Greece, the country, and 50 Cent, the rapper, might seem a million miles removed from our ordinary lives.
But their extraordinary money woes offer those of us in the cheap seats an invaluable lesson:
Big or small, you've still got to follow basic money rules.
Greece, after missing its latest loan payment of $1.5 billion, just secured its third bailout from the International Monetary Fund and European creditors. But, unless the country quits its habit of spending more than it makes, the task of paying off a whopping $315 billion in debt remains highly unlikely.
Curtis James Jackson III, also known as 50 Cent, had an estimated net worth of $155 million in May. Now he's filing for bankruptcy protection.
Both stories provide us instructive dinner-table fodder. If you have kids, all the better.
"Money management is a family affair," said Mary Jo Katras, a Family Resiliency educator with the University of Minnesota Extension Center for Family Development. "You should have these conversations together."
Katras, whose husband is Greek, has been watching that crisis with more than a professional eye.
What can we learn to avoid our own financial fiasco?
In the rapper's case, the answer seems to lie less in money management and more in personal integrity. Jackson, whose motto is "Get Rich or Die Tryin" lost a more-than-$18 million judgment by an audio company that claimed he stole their design. Kids! Don't steal!
He also allegedly put a private sex tape on the Internet.
Kids! Don't do that, either!
And he made some bad financial decisions, like owing his grandpa about $1,700, leasing a $138,000 Bentley and owing more than $1 million in legal fees.
Kind of makes Greece look like a picnic for its well-meaning attempt to preserve, in part, generous pensions.
Still, Greece's big error is something we all can understand. The country overspent. And overspent.
By the time the country's leaders lined up to mitigate the mess, it was too late.
"You can't wait until you're in crisis," Katras said. "Money management is not a one-time task. It's something we need to do throughout our lifetime, constantly revisiting our goals."
Here are a few suggestions:
Know your debt-to-net income ratio. The Extension Center can help you figure out your big-picture reality with a chart that calculates your monthly expenses and net income. Go to www.extension.umn.edu/family/personal-finance.

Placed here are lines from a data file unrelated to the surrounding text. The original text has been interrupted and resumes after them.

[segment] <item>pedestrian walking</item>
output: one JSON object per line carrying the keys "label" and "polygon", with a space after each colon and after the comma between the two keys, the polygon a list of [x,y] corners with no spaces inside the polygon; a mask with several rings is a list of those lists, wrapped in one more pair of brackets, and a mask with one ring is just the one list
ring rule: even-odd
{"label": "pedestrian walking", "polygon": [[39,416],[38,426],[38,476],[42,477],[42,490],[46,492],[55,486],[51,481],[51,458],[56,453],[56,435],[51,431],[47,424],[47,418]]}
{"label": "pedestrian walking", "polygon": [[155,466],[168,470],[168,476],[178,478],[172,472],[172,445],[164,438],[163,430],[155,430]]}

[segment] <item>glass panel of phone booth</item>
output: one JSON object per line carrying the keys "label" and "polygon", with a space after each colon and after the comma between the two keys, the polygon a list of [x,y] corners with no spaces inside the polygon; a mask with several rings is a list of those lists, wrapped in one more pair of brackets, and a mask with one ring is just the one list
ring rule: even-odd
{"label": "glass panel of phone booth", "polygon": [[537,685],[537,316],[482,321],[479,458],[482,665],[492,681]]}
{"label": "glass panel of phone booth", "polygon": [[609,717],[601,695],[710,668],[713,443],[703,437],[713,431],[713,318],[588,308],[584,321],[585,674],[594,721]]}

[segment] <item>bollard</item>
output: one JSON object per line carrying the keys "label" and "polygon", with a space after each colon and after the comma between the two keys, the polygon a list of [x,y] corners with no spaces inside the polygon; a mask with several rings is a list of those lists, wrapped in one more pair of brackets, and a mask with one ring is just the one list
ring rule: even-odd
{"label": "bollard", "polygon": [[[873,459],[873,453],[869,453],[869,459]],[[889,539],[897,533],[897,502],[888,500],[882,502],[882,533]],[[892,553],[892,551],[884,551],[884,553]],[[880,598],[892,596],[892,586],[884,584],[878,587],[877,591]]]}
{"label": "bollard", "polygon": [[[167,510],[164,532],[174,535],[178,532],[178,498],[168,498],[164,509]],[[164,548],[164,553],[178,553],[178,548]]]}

Create a spending log. For four weeks, keep track of everything you spend. "See patterns, look for leaks," Katras said. "We can all stop and get that coffee for $2.50. But, seven days a week? That adds up to a significant amount over a year."
(Relax, though. She's not suggesting we give up our joe addiction. Keep reading.)
Set SMART goals. Think specific, measurable, attainable, realistic and timely. In terms of realistic goals, for example, most of us simply cannot put six months' income into an emergency account, even though that's a common recommendation by financial planners.
That doesn't mean we shouldn't put anything into savings. Katras is big on saving whatever we can, even if it's $5 a week, or loose change put into a jar. The key is that we're practicing saving — something she calls "paying yourself first" — so that saving becomes a regular habit.
Think needs, then wants. Remember that cup of joe? You still get to have it. But Katras encourages us to cover essential costs first — rent, groceries, utilities, gas, bus fare.
"It's not to say you can't do fun things," she said. "We're all human. But cover all of your needs, and some of your wants."
If you face reduced income, don't panic. The Extension Center has plentiful tools for you and your family, including information on how to create a spending plan, reduce expenses and develop additional income streams.
Above all, don't hide money woes from your family members, or your country's citizens. Involving them will make them less fearful about the future, and more invested.